See the Schematic View for further details about the repository architecture.

The Data Farm project follows these basic design principals:

  • Reports must be self-executable
    All the raw and processed files present in the Data Farm are built up automatically using scripts that run on defined sc hedules without direct human mediation

  • A uniform set of data processes must govern summary statistical output for consistency across reports and over time

  • Wherever possible the repository must make available semi-processed or raw data files for staff who wish to study use in greater detail than the summary reports provided in the Data Farm. A space–the Shared File Depository–is provided to post and exchange ad hoc reports using Data Farm resources, vendor reports or other data sets

  • The site must preserve the confidentiality of library patrons in processed reports and published data files

  • The library community will be provided open access to scripts and other nonproprietary tools used to build and maintain the repository. See the Script Library for further information.
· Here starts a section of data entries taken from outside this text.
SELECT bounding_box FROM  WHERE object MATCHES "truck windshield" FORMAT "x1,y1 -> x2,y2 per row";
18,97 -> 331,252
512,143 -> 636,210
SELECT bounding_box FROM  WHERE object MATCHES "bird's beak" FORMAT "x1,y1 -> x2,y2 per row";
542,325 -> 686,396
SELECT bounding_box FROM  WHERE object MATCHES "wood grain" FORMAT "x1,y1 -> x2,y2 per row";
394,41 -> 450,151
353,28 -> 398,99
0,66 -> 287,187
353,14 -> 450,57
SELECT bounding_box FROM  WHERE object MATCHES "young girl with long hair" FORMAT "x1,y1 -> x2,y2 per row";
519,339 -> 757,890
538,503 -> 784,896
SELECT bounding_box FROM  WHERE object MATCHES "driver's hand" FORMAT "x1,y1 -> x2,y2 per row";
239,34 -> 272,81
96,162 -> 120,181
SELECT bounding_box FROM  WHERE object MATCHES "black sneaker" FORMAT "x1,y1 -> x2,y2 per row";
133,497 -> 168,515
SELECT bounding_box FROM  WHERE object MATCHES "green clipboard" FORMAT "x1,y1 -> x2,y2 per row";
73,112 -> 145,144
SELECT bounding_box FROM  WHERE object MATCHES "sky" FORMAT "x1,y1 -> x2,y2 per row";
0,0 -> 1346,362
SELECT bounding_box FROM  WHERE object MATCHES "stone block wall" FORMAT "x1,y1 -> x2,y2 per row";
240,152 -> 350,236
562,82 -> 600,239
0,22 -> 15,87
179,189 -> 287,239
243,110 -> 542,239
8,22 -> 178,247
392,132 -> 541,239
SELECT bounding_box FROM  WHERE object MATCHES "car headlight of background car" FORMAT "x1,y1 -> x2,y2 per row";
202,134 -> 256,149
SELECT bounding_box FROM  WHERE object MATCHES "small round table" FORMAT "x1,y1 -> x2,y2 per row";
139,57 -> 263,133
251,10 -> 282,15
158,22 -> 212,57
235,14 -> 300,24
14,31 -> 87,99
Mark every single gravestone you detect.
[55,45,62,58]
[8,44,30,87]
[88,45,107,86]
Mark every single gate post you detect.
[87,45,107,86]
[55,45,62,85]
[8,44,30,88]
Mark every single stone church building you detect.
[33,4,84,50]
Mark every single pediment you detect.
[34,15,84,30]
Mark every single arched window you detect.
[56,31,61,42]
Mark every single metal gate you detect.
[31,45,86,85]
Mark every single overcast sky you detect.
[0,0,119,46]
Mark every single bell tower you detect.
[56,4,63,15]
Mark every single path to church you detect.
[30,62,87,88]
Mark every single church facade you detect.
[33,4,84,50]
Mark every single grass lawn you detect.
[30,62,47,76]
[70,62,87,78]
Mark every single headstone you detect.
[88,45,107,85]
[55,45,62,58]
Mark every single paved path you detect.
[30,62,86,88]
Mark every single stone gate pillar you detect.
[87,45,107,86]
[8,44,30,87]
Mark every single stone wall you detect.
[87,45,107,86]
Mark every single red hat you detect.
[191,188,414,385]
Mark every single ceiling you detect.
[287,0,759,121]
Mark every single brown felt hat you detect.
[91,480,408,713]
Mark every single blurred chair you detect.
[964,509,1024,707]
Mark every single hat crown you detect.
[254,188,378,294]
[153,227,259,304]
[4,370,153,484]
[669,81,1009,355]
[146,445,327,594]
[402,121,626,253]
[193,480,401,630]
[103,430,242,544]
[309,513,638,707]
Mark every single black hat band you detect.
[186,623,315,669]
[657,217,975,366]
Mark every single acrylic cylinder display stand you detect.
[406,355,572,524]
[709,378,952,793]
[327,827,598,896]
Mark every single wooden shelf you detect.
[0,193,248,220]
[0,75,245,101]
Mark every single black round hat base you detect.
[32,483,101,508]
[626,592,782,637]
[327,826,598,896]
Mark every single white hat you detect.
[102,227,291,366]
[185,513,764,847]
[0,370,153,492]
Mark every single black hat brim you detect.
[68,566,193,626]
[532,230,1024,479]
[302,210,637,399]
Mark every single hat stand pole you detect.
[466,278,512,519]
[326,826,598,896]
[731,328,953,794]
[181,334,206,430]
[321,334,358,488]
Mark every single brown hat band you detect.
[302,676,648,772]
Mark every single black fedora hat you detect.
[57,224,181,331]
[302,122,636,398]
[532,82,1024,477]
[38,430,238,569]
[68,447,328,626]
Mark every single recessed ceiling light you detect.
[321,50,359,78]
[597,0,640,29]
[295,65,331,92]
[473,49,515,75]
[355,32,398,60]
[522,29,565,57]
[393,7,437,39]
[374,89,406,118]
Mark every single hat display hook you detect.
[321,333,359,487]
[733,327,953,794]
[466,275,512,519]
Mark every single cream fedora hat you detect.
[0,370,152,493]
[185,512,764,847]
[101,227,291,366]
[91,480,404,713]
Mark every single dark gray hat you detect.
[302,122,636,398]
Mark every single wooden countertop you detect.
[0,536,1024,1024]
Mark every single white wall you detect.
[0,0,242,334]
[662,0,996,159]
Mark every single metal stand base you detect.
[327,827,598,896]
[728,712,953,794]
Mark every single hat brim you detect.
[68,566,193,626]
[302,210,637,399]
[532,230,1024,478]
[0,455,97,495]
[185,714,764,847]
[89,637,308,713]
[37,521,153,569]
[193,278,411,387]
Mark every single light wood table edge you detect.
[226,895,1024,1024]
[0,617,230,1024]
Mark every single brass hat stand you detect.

The Data Farm is a utility for staff who need quantitative information to manage resources, improve service, and assess library performance and impact. It is not a static warehouse of figures, but a more dynamic program that, to the greatest possible extent, equips staff to analyze and assess their work independently. The development of this site and the manner of its presentation are motivated by the need for empirical data that support planning and the acheivement of goals, and will evolve according to this principal.